Ringfort (Rath), Culleen More, Co. Westmeath
Co. Westmeath |
Ringforts
In the gentle pastureland of Culleen More, a ringfort has been cut clean in two by a railway line.
It is not a ruin in the conventional sense; the earthwork itself still reads as a coherent oval on aerial photography, roughly 47.8 metres east to west and 46.5 metres north to south, its scrub-covered banks tracing the ghost of a perimeter that was already ancient when the surveyors arrived. What makes it quietly arresting is the collision of timescales: a monument that was old enough to be annotated simply as "fort" on nineteenth-century maps now has a railway cutting running through its centre, the straight scarped sides of the line rising up to meet the interior on either side.
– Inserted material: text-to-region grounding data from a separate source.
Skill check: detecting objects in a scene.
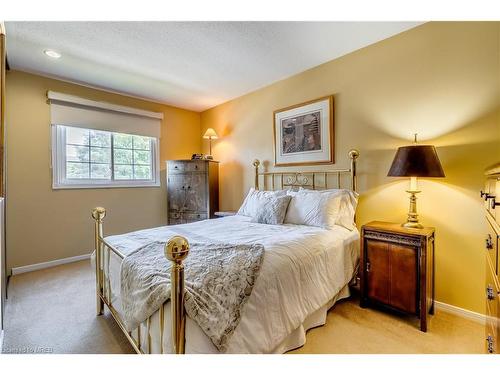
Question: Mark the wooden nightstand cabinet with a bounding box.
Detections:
[360,221,435,332]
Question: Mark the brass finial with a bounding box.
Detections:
[252,159,260,168]
[348,149,359,160]
[165,236,190,263]
[91,207,106,221]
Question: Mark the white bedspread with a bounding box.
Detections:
[104,215,359,353]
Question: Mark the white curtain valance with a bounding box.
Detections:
[47,91,163,138]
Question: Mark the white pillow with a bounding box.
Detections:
[237,188,287,217]
[299,188,358,229]
[285,189,358,230]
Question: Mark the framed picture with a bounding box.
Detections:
[273,95,334,167]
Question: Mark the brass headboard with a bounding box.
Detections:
[253,149,359,192]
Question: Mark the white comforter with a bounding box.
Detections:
[104,215,359,353]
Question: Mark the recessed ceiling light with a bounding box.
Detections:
[44,49,61,59]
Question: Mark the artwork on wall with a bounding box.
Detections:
[273,95,334,166]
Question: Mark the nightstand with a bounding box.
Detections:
[360,221,435,332]
[214,211,237,218]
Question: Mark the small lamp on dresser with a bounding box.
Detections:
[203,128,218,160]
[387,134,445,228]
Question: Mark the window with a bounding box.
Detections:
[52,125,160,188]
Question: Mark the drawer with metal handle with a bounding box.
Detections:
[184,161,206,172]
[168,161,186,173]
[184,213,207,221]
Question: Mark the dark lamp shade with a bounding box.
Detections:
[387,145,445,178]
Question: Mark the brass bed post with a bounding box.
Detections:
[165,236,190,354]
[348,149,360,192]
[92,207,106,315]
[253,159,260,190]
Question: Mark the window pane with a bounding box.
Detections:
[57,125,157,187]
[66,127,90,146]
[66,145,89,162]
[133,135,151,150]
[114,133,133,149]
[134,150,151,165]
[134,165,152,180]
[91,147,111,163]
[114,148,133,164]
[66,162,89,179]
[90,130,111,147]
[114,165,133,180]
[91,164,111,179]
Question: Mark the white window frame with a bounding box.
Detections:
[52,125,161,189]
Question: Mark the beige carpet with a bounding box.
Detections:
[2,260,484,354]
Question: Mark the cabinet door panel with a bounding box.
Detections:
[366,240,390,305]
[167,173,207,213]
[184,173,207,212]
[167,174,186,212]
[389,243,417,313]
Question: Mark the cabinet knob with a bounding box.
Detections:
[491,197,499,209]
[487,285,495,300]
[486,234,493,250]
[487,335,494,353]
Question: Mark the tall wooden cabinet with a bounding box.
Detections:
[483,163,500,354]
[360,221,435,332]
[166,160,219,225]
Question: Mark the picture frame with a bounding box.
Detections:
[273,95,334,167]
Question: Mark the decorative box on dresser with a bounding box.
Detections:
[483,163,500,354]
[166,160,219,224]
[360,221,435,332]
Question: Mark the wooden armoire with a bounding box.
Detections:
[166,160,219,225]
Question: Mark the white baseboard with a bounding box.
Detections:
[11,253,91,275]
[434,300,485,324]
[0,329,4,353]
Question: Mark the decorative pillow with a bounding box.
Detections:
[237,188,287,218]
[251,195,292,225]
[284,189,358,230]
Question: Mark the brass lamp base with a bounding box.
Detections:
[402,190,424,229]
[402,221,424,229]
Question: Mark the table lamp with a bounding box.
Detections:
[202,128,218,159]
[387,134,445,228]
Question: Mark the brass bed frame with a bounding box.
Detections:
[91,149,359,354]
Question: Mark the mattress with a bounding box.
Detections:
[101,215,360,353]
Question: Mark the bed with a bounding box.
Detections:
[91,149,360,354]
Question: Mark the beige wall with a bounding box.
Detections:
[201,22,500,314]
[6,71,201,271]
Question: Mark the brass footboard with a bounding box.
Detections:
[91,207,190,354]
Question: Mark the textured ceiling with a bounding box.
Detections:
[5,22,422,111]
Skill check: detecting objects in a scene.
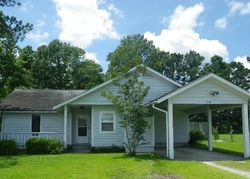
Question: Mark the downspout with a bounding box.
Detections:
[152,103,169,158]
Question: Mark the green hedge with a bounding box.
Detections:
[90,146,125,153]
[189,130,205,144]
[26,138,64,154]
[0,140,18,155]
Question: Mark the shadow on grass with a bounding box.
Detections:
[0,156,19,169]
[113,153,167,161]
[192,143,243,157]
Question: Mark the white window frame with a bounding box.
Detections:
[99,111,116,133]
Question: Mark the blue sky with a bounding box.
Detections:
[3,0,250,70]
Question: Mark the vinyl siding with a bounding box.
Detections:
[3,113,31,133]
[173,108,189,143]
[40,113,64,132]
[172,79,246,104]
[71,71,178,105]
[92,105,124,146]
[154,108,189,145]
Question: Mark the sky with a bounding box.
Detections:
[3,0,250,71]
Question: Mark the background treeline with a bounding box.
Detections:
[1,0,249,133]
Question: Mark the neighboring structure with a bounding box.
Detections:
[0,67,249,159]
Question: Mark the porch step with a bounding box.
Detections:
[70,143,90,153]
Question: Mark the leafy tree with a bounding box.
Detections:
[72,59,104,89]
[0,0,33,99]
[32,40,103,89]
[106,35,204,85]
[103,66,149,156]
[203,55,230,80]
[229,61,250,90]
[106,34,161,79]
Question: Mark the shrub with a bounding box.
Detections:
[0,140,18,155]
[189,130,205,144]
[48,139,64,154]
[90,145,125,153]
[26,138,64,154]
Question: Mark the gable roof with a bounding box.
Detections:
[155,73,250,104]
[53,66,182,109]
[0,89,85,111]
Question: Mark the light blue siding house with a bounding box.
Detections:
[1,67,250,159]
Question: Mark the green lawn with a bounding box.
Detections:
[0,153,244,179]
[216,160,250,172]
[194,134,244,156]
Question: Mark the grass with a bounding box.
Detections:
[216,160,250,172]
[194,134,244,156]
[0,153,245,179]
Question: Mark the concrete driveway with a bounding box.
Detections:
[156,147,243,161]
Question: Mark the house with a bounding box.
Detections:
[0,67,250,159]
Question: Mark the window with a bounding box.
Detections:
[100,112,115,132]
[32,114,40,132]
[78,117,87,136]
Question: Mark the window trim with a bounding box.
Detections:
[99,111,116,133]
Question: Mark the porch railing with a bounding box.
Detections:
[0,132,64,148]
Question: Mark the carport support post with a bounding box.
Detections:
[242,103,250,158]
[207,109,213,151]
[168,101,174,159]
[64,105,68,148]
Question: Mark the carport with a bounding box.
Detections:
[151,73,250,159]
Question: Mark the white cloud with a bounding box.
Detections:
[228,1,250,16]
[85,52,100,64]
[27,30,49,43]
[20,1,33,12]
[37,19,46,28]
[215,17,227,29]
[215,1,250,29]
[144,3,228,62]
[53,0,119,48]
[234,56,250,69]
[108,3,124,18]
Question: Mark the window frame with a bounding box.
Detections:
[99,111,116,133]
[31,114,41,133]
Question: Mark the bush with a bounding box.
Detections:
[26,138,64,154]
[0,140,18,155]
[90,145,125,153]
[48,139,64,154]
[189,130,205,144]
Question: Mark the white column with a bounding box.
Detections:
[69,111,72,145]
[165,112,169,158]
[168,101,174,159]
[242,103,250,158]
[207,108,213,151]
[64,105,68,148]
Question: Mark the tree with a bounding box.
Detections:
[103,66,149,156]
[0,0,33,99]
[72,60,104,89]
[32,40,103,89]
[229,61,250,90]
[203,55,230,80]
[106,35,204,84]
[106,34,161,79]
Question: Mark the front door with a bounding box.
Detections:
[76,115,89,143]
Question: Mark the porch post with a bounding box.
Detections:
[64,105,68,148]
[242,103,250,158]
[168,101,174,159]
[207,108,213,151]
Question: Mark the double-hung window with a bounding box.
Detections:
[100,112,115,132]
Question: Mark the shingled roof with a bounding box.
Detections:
[0,89,85,111]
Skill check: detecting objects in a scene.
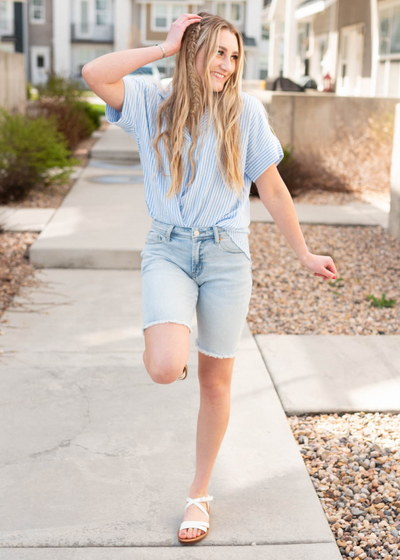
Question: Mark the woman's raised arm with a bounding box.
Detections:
[82,13,202,112]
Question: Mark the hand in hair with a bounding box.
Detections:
[163,14,202,57]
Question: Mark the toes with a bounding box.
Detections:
[179,529,187,538]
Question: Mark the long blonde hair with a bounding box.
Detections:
[150,12,246,200]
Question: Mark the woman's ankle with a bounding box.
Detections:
[188,485,209,497]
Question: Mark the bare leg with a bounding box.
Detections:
[142,322,191,384]
[179,351,235,540]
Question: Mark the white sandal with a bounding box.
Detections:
[177,495,213,544]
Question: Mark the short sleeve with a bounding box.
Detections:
[244,97,284,183]
[105,75,160,136]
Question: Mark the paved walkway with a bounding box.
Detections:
[0,269,340,558]
[0,123,398,558]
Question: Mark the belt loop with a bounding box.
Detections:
[165,224,174,242]
[213,226,220,244]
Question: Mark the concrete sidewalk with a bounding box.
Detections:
[0,269,341,558]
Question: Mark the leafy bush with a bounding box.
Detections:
[0,108,80,203]
[35,73,100,150]
[38,99,96,150]
[83,103,103,128]
[36,73,85,103]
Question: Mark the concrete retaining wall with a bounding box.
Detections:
[250,90,398,154]
[389,104,400,240]
[0,51,27,114]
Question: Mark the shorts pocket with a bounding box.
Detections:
[218,233,244,254]
[145,229,166,244]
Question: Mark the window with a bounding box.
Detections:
[37,55,44,68]
[214,2,243,24]
[172,3,185,22]
[152,4,186,31]
[230,3,241,21]
[96,0,109,26]
[0,1,13,34]
[30,0,45,23]
[261,24,269,41]
[81,1,89,33]
[379,5,400,56]
[216,3,225,16]
[154,4,167,27]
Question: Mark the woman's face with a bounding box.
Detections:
[195,28,239,92]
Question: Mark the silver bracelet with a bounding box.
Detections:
[155,43,165,59]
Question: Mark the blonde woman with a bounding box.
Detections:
[82,12,337,546]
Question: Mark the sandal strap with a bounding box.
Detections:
[179,520,209,531]
[185,495,213,517]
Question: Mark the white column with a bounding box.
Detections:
[370,0,379,97]
[327,0,339,79]
[268,19,281,78]
[114,0,132,51]
[53,0,71,77]
[283,0,297,78]
[389,104,400,240]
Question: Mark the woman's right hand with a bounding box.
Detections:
[162,14,202,57]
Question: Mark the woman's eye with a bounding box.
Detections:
[217,50,238,59]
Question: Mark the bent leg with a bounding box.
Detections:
[143,322,191,384]
[141,252,198,384]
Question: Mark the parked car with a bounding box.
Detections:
[129,63,162,83]
[160,77,173,89]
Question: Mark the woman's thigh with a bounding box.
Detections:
[195,239,253,359]
[141,237,198,366]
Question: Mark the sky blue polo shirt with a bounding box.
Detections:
[105,75,284,262]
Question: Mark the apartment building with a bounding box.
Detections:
[262,0,400,97]
[1,0,262,85]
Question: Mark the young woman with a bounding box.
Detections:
[82,12,337,546]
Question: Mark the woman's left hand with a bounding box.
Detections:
[301,252,337,281]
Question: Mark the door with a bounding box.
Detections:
[337,24,364,95]
[30,46,50,85]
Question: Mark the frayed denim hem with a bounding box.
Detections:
[195,338,236,359]
[142,320,192,335]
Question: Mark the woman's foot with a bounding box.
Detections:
[178,493,210,540]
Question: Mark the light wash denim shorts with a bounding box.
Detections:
[140,218,253,359]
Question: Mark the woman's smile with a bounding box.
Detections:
[212,71,227,80]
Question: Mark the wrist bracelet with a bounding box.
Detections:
[155,43,165,59]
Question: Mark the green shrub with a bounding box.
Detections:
[35,73,100,150]
[38,99,96,150]
[83,103,103,128]
[0,108,80,203]
[36,73,85,103]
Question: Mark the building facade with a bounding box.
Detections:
[1,0,262,85]
[263,0,400,97]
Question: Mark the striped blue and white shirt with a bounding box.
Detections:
[105,75,284,262]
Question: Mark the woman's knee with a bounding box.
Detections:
[143,350,185,384]
[143,322,190,383]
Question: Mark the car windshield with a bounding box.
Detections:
[131,67,153,75]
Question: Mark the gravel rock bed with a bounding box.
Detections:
[288,412,400,560]
[247,222,400,335]
[0,232,42,322]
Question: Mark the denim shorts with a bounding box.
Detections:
[140,218,253,359]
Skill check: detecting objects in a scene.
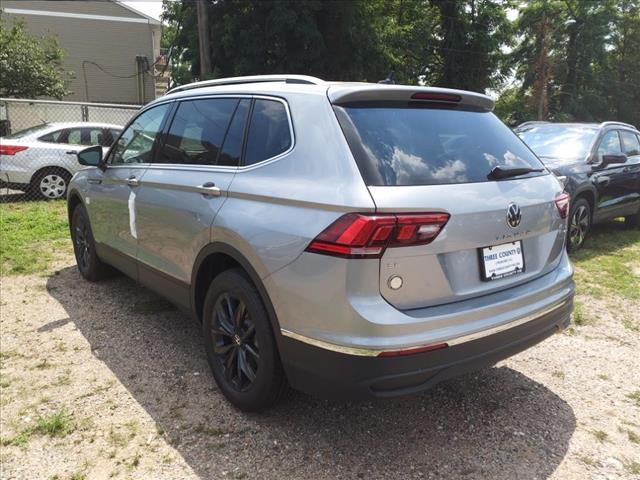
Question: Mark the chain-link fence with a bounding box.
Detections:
[0,98,140,202]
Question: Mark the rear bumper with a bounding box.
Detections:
[280,295,572,400]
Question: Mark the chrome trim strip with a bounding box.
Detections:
[280,297,571,357]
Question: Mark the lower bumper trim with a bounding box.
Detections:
[280,296,572,357]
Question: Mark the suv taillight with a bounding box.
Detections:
[0,145,28,156]
[305,212,450,259]
[555,193,570,219]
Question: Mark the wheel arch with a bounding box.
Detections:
[572,187,596,219]
[191,243,282,338]
[30,165,73,185]
[67,188,84,230]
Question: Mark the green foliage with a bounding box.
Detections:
[0,19,71,98]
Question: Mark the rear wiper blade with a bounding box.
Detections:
[487,165,544,180]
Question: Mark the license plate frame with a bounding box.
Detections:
[479,241,525,282]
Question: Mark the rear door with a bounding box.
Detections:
[618,131,640,214]
[334,102,566,309]
[134,96,250,306]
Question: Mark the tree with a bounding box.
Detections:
[0,19,70,99]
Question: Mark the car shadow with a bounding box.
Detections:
[46,266,576,479]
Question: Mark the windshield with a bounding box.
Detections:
[1,124,51,140]
[335,105,546,186]
[516,125,597,161]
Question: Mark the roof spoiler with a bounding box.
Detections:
[327,85,494,111]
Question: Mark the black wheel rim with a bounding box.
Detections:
[74,216,91,271]
[569,205,589,249]
[211,293,259,392]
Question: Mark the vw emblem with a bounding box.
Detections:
[507,203,521,228]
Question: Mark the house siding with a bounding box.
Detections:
[1,1,159,104]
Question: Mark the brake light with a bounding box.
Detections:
[305,212,450,259]
[411,92,461,102]
[377,342,448,357]
[0,145,29,155]
[555,193,570,219]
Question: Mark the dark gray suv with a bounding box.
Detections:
[516,121,640,250]
[68,75,575,411]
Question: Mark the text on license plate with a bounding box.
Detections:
[480,241,524,281]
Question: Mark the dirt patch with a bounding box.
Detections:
[1,256,639,479]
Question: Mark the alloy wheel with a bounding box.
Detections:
[74,216,91,271]
[210,293,260,392]
[569,204,589,249]
[40,174,67,199]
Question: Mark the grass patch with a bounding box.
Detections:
[571,301,592,326]
[1,410,75,447]
[570,220,640,300]
[627,391,640,408]
[551,370,565,379]
[628,429,640,444]
[590,430,608,443]
[624,460,640,475]
[0,200,71,275]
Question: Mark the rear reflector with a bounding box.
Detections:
[305,212,449,259]
[554,193,570,219]
[377,342,448,357]
[0,145,29,156]
[411,92,461,102]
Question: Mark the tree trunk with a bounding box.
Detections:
[196,0,212,78]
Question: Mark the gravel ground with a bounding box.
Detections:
[1,253,639,480]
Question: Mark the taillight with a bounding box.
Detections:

The ringfort, a circular earthwork enclosure typically dating from the early medieval period in Ireland and often associated with farming settlements or the defended homesteads of local landowners, was already well established in the landscape when Ordnance Survey teams mapped it in 1837, recording it as a circular earthwork on their six-inch series. By the time the revised twenty-five-inch edition appeared in 1913, the railway line running northwest to southeast had already bisected the monument, and both features appear side by side on that sheet with no apparent comment. A description from 1970 found the surviving perimeter largely defined by a modern field bank of earth and stone, probably following the line of the original ringfort bank, which would have been a substantial raised earthen wall enclosing the settlement within. The interior on either side of the railway was by then almost entirely covered with quarry holes, adding a third layer of disturbance to the site. Two further ringforts survive in the immediate vicinity, one approximately 140 metres to the northeast and another around 200 metres to the southeast, suggesting that this part of Westmeath was once a relatively well-settled early medieval landscape, its inhabitants spread across the low rises of this undulating ground.